COVID-19: Bay Area Requires All 7 Million Residents To Shelter In Place
The Castro Theatre in San Fransico has a marquee announcing that they are closed due to a statewide ordinance | Justin Sullivan/Getty Images
OAKLAND — The San Francisco Bay Area is locking down for the next three weeks.
Six Bay Area counties will direct nearly 7 million residents to shelter in place through April 7 in the most drastic effort yet in the U.S. to contain the spread of coronavirus and forestall health systems becoming overwhelmed with new cases.
The orders will encompass Alameda, Contra Costa, Marin, San Francisco, San Mateo and Santa Clara counties, and authorities are counting on Californians to comply without being compelled by enforcement. County health officials convened over the weekend and concluded the orders were necessary to try and slow the pandemic, San Francisco Department of Public Health Director Grant Colfax said.
Vital businesses like grocery stores, banks and pharmacies will remain open, San Francisco Mayor London Breed said, and indispensable government services will continue. While bars were slated to close at midnight, restaurants will still fill takeout orders.
“These measures will be disruptive to day-to-day life but there is no need to panic,” Breed said at a Monday press conference. “Your garbage will be picked up, police officers will be out there on the front line.”
San Francisco Police Chief William Scott said that, while violating the restrictions is enforceable as a misdemeanor, that type of measure would be “an absolute last resort.”
“We’re looking for voluntary compliance,” Scott said, adding that “this is not about a criminal justice approach to a public health issue.”
In Santa Clara County, the epicenter of California’s coronavirus outbreak, Bay Area leaders convened to announce their regional approach to locking down social activity.

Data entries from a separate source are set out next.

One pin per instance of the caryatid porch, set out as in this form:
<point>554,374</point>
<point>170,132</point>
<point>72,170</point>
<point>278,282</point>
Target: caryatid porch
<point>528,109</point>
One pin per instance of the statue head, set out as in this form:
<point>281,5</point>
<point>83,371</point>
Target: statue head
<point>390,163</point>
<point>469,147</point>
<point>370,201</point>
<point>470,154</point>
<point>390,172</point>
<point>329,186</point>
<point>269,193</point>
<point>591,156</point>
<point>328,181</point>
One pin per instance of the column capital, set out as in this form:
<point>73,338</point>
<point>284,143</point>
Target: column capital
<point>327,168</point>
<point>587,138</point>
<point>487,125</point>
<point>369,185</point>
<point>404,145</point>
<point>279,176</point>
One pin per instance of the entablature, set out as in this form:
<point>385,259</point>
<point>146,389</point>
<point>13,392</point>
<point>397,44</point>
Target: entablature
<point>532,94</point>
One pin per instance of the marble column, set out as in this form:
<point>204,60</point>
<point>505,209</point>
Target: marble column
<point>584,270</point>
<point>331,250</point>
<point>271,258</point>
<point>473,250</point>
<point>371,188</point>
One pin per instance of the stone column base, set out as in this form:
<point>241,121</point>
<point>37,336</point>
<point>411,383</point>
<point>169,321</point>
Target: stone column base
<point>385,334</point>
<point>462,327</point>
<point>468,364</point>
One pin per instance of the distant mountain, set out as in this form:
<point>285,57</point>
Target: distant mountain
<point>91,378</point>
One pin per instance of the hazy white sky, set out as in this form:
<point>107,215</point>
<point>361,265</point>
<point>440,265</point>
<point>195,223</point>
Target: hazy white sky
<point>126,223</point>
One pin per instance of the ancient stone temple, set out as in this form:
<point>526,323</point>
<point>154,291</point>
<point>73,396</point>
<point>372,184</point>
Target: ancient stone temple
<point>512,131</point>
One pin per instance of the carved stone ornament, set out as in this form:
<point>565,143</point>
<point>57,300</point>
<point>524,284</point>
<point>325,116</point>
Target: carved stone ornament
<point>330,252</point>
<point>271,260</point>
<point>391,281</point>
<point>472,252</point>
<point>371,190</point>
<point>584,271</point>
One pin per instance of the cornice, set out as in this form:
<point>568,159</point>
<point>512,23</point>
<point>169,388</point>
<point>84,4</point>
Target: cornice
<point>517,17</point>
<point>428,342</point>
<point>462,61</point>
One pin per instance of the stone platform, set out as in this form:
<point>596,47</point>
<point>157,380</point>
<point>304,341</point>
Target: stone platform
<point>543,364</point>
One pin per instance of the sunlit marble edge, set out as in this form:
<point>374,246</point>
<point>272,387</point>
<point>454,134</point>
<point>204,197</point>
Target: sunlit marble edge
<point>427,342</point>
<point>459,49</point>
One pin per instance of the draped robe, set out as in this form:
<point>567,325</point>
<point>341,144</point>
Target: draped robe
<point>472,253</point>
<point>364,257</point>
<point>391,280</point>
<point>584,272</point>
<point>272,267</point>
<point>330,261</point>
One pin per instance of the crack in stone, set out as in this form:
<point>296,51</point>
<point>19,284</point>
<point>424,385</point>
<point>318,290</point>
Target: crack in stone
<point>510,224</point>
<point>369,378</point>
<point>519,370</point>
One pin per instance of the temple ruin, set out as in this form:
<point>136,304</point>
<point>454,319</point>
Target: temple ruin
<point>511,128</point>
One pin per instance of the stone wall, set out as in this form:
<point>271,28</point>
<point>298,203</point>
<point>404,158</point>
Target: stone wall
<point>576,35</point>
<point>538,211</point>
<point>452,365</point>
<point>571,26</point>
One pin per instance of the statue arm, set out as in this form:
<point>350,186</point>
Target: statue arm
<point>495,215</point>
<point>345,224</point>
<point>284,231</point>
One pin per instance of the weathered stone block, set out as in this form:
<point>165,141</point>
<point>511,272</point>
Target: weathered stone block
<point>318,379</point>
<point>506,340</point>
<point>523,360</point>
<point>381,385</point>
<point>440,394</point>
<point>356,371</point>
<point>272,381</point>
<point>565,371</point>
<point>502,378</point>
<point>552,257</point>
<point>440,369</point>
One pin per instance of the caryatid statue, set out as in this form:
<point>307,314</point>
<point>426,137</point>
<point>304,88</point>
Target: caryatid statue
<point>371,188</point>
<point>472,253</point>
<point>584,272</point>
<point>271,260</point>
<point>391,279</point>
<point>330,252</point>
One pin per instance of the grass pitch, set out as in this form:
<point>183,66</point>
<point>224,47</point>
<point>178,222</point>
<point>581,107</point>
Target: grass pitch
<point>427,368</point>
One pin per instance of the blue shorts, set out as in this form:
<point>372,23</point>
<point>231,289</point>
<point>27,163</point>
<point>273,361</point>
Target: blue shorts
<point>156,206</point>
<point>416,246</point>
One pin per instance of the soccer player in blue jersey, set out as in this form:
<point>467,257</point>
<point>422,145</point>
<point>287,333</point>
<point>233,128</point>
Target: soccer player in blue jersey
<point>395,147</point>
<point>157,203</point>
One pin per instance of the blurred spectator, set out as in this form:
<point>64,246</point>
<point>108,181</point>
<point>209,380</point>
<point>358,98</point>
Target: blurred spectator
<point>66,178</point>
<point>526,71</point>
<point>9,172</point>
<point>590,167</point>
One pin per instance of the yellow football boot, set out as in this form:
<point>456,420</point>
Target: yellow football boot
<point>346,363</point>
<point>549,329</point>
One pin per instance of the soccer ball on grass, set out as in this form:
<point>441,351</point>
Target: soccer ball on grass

The six Bay Area counties have had 273 confirmed cases of coronavirus, though testing is still not widely available.
San Jose Mayor Sam Liccardo called the crisis “our generation’s great test.”
“We must move aggressively and immediately,” Liccardo said. “The time for half measures is over and history will not forgive us for waiting an hour more.”
Sara Cody, Santa Clara County health officer, said a regional approach was essential. Cody led the state and nation on imposing social restrictions, first by recommending no gatherings with 1,000 people or more, than by enforcing that ban a week ago. She subsequently tightened rules in her county, including last Friday when she banned gatherings of 100 people.
“I recognize that this is unprecedented and if I had thought last Friday’s announcement was hard, this one is exponentially harder,” she said. “But we must come together to do this.”
Los Angeles Mayor Eric Garcetti late Sunday ordered restaurants to shift to takeout and delivery only. He also shut down bars, gyms, movie theaters, bowling alleys and other indoor entertainment facilities.
President Donald Trump on Monday recommended cancellation of gatherings with 10 or more people, as well as closure of facilities along the lines of what Garcetti targeted Sunday — all for the next 15 days. He also recommended cancellation of discretionary travel.
On Sunday, Gov. Gavin Newsom directed more than 5.3 million elderly Californians and those with existing health conditions to self-isolate at home. Newsom also ordered bars to close and restaurants to restrict the number of customers they serve.
In going significantly further than that, Bay Area leaders are acknowledging the risk to one of California’s main population centers that is also the state’s economic powerhouse in the modern tech era. The restrictions are expected to include Santa Clara County, which has been the epicenter of new infections in California and is the heart of the Silicon Valley.